"Tunable" superconducting material for developing next generation electronic devices

October 28, 2021

A version of this story originally appeared on the Stewart Blusson Quantum Matter Institute website.

The next generation of electronic devices could use less power and be more reliable. An emerging technology called spintronics depends on the magnetic field created by the spin of an electron, rather than the charge used in conventional electronics. Spintronic devices use less power than conventional electronics and the information doesn’t disappear after power loss. In addition, spin states can be set quickly, which makes transferring data quicker.

A major challenge is that the magnetic field (or ferromagnetic polarization) coming from spin polarization can destroy superconductivity - another property that scientists are trying to take advantage of in future devices. Developing new superconducting materials that can adjust for spin polarization becomes an important endeavour. Now, new research published in npj Quantum Materials has uncovered an interfacial structure that can enhance the superconductivity of iron selenide (FeSe) by a magnetic oxide. This new material could be a possible spintronics platform useful in the development of future spintronic applications.

The findings, led by Ke Zou, Assistant Professor in UBC’s Department of Physics and Astronomy (PHAS), and colleagues at the Stewart Blusson Quantum Matter Institute, offer a new look at the origin of superconductivity in monolayer FeSe/titanate materials and their viability as a platform for spin-charge devices.

The researchers, including postdoctoral fellow Chong Liu, combined two-dimensional (2D) FeSe layers with europium titanate (EuTiO3) in order to bring the magnetic order into the interface and examine its effect on superconductivity. Using Zou’s Canada Foundation for Innovation-funded molecular beam epitaxy (MBE) laboratory – the Quantum Materials and Devices Foundry – Liu and colleagues grew the sample in an ultrahigh vacuum environment, and then studied its properties using X-ray absorption spectroscopy (XAS), transport measurements, and angle-resolved photoemission spectroscopy (ARPES).

The XAS measurements were taken in collaboration with Cinthia Piamonteze and colleagues at the Swiss Light Source.

“This technique helps us see the magnetization of the EuTiO3 film,” said Liu. “When we change the external magnetic field, we can confirm that the material can be switched from antiferromagnetic to ferromagnetic.” 

a RHEED pattern of monolayer FeSe grown on EuTiO3. b Resistance of FeSe/EuTiO3 samples showing the superconducting transitions.
a RHEED pattern of monolayer FeSe grown on EuTiO3. b Resistance of FeSe/EuTiO3 samples showing the superconducting transitions.

“The film is just a few nanometers thick,” said Liu. “But we are able to achieve high-temperature superconductivity at a transition temperature of 30 degrees Kelvin, together with a magnetic state that can be tuned by an external magnetic field, making this potentially useful for spintronics applications.”
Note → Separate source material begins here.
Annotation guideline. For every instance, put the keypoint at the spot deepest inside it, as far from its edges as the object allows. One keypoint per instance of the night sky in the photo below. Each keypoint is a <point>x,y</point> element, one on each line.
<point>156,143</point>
The team confirmed their findings using ARPES, in collaboration with Andrea Damascelli, PHAS Professor, and colleagues at Stewart Blusson Quantum Matter Institute. “Using ARPES, we could see large electron pockets, meaning that the film is electron doped,” said Liu, describing a process by which charge carriers are added to the film in order to modify their electronic properties. “These electrons come from the EuTiO3 layers, similar to what we saw happen in FeSe/SrTiO3.”

Previously, Zou, Liu and their team had been studying the mechanism underlying the enhanced superconductivity in monolayer FeSe grown on SrTiO3, a material that is in the same perovskite family as EuTiO3. This discovery is a step-up following that research, affirming that this material is a viable platform for understanding the interplay between the spin and charge in monolayer titanite materials.